We study the equilibrium computation problem for two classical resource allocation games: atomic splittable congestion games and multimarket Cournot oligopolies. For atomic splittable congestion games with singleton strategies and player-specific affine cost functions, we devise the first polynomial time algorithm computing a pure Nash equilibrium. Our algorithm is combinatorial and computes the exact equilibrium assuming rational input. The idea is to compute an equilibrium for an associated integrally-splittable singleton congestion game in which the players can only split their demands in integral multiples of a common packet size. While integral games have been considered in the literature before, no polynomial time algorithm computing an equilibrium was known. Also for this class, we devise the first polynomial time algorithm and use it as a building block for our main algorithm. We then develop a polynomial time computable transformation mapping a multimarket Cournot competition game with firm-specific affine price functions and quadratic costs to an associated atomic splittable congestion game as described above. The transformation preserves equilibria in either games and, thus, leads -- via our first algorithm -- to a polynomial time algorithm computing Cournot equilibria. Finally, our analysis for integrally-splittable games implies new bounds on the difference between real and integral Cournot equilibria. The bounds can be seen as a generalization of the recent bounds for single market oligopolies obtained by Todd [2016].
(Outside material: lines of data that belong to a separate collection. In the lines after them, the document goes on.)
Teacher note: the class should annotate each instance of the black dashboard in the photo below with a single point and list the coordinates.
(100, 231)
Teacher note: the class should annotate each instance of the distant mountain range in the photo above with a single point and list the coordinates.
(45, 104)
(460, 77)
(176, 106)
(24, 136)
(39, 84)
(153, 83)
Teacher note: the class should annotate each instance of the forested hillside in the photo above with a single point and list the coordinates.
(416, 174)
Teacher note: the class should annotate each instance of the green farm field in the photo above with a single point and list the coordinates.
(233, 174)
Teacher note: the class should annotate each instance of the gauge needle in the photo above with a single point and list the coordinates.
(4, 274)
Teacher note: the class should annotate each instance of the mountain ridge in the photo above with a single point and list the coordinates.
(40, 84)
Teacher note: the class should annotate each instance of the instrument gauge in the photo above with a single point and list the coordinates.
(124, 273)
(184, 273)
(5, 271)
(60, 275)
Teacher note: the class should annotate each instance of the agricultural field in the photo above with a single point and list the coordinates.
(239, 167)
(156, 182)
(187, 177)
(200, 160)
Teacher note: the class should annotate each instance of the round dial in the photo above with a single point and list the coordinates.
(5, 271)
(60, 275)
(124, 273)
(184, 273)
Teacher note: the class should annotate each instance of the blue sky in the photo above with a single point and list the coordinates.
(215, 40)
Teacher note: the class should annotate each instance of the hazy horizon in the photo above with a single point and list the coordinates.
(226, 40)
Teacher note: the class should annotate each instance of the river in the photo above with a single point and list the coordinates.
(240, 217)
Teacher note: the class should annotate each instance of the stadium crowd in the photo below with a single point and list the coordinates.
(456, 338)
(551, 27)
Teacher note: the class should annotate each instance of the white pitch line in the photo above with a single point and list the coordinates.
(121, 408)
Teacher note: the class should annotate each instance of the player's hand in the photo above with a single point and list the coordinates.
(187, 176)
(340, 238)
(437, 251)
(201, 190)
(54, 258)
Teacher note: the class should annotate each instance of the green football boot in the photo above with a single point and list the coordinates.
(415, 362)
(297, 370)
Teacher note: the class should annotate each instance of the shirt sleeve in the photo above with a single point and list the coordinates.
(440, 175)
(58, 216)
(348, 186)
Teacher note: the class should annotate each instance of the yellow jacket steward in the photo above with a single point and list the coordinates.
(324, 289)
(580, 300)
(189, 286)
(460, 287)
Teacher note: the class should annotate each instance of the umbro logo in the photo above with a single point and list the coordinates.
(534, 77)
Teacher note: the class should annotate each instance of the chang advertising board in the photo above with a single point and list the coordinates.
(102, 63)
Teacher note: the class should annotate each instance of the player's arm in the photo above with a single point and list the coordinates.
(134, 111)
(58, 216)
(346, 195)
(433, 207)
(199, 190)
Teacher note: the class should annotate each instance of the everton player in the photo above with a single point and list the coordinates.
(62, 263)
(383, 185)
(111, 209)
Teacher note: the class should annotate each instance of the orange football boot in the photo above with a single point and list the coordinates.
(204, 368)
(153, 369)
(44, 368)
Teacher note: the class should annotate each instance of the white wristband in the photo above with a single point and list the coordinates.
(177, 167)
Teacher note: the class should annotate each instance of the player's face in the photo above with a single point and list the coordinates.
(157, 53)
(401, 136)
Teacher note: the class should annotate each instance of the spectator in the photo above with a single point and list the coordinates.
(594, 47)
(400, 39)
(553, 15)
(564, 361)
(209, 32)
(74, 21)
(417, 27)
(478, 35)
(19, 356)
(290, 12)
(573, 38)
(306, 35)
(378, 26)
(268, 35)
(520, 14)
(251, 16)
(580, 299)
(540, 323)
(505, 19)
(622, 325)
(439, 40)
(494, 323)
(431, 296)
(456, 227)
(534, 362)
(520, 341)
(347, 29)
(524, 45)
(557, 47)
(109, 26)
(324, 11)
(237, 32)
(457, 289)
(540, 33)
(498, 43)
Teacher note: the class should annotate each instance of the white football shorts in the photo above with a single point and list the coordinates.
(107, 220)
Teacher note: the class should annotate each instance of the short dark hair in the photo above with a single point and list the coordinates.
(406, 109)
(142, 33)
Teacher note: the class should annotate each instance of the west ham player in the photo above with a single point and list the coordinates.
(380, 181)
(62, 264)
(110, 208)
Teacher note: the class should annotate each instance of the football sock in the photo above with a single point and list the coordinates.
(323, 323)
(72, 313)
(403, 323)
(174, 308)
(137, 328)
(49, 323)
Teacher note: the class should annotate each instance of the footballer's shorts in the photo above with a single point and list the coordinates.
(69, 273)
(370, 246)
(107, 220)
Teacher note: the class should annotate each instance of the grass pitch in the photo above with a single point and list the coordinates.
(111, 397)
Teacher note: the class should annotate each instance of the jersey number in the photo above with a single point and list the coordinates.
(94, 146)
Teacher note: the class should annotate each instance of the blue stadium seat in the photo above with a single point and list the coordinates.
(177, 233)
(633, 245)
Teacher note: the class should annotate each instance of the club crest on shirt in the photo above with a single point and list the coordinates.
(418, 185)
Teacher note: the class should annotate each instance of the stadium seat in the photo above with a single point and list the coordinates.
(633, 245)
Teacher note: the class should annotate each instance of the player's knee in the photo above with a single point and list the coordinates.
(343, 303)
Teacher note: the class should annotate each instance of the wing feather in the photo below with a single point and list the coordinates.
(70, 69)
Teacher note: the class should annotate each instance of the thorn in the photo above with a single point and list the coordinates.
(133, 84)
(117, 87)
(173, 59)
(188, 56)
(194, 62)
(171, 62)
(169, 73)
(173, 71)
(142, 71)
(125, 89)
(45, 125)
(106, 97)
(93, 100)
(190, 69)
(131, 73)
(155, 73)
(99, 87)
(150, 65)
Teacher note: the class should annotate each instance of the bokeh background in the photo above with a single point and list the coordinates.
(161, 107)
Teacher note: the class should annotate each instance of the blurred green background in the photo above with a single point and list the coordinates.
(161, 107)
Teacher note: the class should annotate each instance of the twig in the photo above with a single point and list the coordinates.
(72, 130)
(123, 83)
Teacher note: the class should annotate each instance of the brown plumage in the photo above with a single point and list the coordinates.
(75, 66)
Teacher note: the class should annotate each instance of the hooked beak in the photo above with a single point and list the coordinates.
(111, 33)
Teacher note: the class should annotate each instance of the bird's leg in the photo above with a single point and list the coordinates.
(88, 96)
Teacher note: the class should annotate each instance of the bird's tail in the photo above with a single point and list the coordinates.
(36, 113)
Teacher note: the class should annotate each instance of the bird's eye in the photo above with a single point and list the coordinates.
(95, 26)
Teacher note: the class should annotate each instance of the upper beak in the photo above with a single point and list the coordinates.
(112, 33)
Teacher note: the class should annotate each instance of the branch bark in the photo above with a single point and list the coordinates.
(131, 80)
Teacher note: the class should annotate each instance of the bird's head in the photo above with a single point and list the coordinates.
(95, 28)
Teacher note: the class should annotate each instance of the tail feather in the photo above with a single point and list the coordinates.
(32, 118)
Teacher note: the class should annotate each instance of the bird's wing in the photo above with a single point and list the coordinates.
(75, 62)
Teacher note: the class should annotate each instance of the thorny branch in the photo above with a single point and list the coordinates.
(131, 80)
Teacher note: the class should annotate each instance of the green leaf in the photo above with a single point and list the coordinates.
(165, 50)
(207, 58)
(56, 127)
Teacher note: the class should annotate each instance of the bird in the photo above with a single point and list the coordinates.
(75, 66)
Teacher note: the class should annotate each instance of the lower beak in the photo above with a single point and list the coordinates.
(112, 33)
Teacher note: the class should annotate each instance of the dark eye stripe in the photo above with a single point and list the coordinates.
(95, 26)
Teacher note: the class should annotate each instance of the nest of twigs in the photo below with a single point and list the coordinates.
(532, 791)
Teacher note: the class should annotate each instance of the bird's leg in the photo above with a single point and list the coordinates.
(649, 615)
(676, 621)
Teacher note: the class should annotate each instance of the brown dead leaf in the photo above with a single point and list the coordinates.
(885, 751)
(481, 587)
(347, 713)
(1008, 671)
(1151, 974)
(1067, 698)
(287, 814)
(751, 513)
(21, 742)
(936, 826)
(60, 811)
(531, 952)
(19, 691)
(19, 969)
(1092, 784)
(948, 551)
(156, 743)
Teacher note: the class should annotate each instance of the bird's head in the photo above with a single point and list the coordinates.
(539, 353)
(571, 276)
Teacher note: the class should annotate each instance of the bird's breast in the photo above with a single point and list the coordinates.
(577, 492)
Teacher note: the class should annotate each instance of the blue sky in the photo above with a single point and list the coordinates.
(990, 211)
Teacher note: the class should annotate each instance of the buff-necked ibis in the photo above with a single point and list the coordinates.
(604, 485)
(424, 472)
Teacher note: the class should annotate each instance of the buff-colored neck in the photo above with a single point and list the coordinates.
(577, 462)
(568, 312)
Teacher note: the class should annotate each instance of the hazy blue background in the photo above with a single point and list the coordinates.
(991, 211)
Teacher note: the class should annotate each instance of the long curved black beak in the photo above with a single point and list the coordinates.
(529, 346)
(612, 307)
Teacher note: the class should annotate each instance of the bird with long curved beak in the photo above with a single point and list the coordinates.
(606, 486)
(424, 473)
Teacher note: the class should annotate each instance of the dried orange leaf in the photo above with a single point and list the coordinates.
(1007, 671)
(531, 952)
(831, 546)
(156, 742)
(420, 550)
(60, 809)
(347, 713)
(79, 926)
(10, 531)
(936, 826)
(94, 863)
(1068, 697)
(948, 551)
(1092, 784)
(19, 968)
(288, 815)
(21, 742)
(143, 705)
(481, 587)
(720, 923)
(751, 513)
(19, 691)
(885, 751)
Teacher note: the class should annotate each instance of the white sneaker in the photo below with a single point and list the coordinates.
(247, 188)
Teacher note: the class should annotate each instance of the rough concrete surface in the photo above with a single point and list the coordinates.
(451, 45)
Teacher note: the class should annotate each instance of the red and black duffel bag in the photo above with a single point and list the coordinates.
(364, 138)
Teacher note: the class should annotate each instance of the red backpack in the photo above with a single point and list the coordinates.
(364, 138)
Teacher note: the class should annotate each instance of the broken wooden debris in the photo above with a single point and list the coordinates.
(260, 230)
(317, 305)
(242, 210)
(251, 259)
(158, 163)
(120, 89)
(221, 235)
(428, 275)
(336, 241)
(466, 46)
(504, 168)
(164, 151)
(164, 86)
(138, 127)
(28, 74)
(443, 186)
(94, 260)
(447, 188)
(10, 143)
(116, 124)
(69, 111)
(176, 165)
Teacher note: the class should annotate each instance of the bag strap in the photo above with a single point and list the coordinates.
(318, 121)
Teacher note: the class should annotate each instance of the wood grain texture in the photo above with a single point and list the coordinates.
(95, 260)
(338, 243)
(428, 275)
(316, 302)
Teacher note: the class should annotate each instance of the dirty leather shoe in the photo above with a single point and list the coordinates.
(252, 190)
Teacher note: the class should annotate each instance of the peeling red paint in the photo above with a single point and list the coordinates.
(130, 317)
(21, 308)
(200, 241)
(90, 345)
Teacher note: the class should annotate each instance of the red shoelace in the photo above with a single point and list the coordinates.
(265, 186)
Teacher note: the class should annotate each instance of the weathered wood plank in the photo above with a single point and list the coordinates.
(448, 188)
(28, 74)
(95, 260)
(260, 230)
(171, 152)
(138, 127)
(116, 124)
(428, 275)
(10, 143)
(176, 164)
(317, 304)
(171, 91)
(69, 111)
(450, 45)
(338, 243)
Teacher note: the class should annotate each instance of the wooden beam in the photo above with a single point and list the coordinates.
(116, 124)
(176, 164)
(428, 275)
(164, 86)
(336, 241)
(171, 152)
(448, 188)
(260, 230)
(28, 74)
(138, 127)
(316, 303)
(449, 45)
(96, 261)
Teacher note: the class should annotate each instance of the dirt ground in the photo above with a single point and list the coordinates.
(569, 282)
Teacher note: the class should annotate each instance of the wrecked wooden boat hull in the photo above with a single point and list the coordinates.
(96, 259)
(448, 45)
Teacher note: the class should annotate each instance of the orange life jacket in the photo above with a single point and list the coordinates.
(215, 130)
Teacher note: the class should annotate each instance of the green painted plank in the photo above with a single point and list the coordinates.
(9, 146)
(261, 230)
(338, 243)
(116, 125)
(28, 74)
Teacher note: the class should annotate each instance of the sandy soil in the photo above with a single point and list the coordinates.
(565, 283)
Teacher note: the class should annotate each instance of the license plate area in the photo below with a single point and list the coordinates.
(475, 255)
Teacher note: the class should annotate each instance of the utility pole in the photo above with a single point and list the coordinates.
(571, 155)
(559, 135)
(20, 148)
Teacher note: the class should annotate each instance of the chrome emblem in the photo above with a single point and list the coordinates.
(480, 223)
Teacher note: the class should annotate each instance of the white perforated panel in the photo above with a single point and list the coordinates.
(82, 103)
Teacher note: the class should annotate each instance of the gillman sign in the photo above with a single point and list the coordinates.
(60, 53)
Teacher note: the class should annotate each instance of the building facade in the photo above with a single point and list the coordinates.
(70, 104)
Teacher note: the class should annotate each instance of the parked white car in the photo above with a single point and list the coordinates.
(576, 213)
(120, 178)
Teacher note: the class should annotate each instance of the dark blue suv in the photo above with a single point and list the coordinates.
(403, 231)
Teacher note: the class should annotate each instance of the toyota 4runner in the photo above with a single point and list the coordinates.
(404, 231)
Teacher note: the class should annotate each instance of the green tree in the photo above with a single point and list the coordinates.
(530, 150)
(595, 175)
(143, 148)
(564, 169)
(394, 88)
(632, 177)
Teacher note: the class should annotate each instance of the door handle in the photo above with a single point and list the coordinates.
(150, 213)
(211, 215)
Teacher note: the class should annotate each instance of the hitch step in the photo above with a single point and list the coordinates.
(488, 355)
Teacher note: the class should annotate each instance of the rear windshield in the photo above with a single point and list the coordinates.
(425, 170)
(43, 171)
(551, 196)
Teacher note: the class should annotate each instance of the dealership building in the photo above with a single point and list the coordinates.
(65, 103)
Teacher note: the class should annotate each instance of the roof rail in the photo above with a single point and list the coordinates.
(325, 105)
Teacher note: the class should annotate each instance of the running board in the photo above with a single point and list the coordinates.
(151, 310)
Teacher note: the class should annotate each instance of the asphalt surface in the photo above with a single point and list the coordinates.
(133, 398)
翻译：我们研究两种经典资源分配游戏的平衡计算问题:原子分裂式拥堵游戏和多市场Cournot 寡头垄断游戏。对于使用单顿战略和针对玩家的折叠式成本函数的原子分裂式拥堵游戏,我们设计了第一个计算纯纳什均衡的多元时间算法。我们的算法是组合式的,并计算了假定合理投入的准确平衡。我们的想法是计算一个相关的可整体分割单吨拥堵游戏的平衡,在这个游戏中,玩家只能用共同包大小的组合组合组合来分割他们的需求。虽然在文献中曾经考虑过一体化游戏,但是没有已知的单一时间算法计算平衡。同样,我们设计了第一个多元时间算法,并将它作为我们主要算法的建筑块块。然后我们开发了一个多元时间可比较式折算法,绘制一个多市场Cournot竞争游戏,配有上述公司特有的近价函数和四分解式与相关的原子分解式拥堵游戏之间的成本。在文献中保留了两种游戏中的平衡,因此,导致最近的平衡。我们的第一个混合时间算法是我们最后的定式算法,它意味着我们最后的固定的固定的固定定局。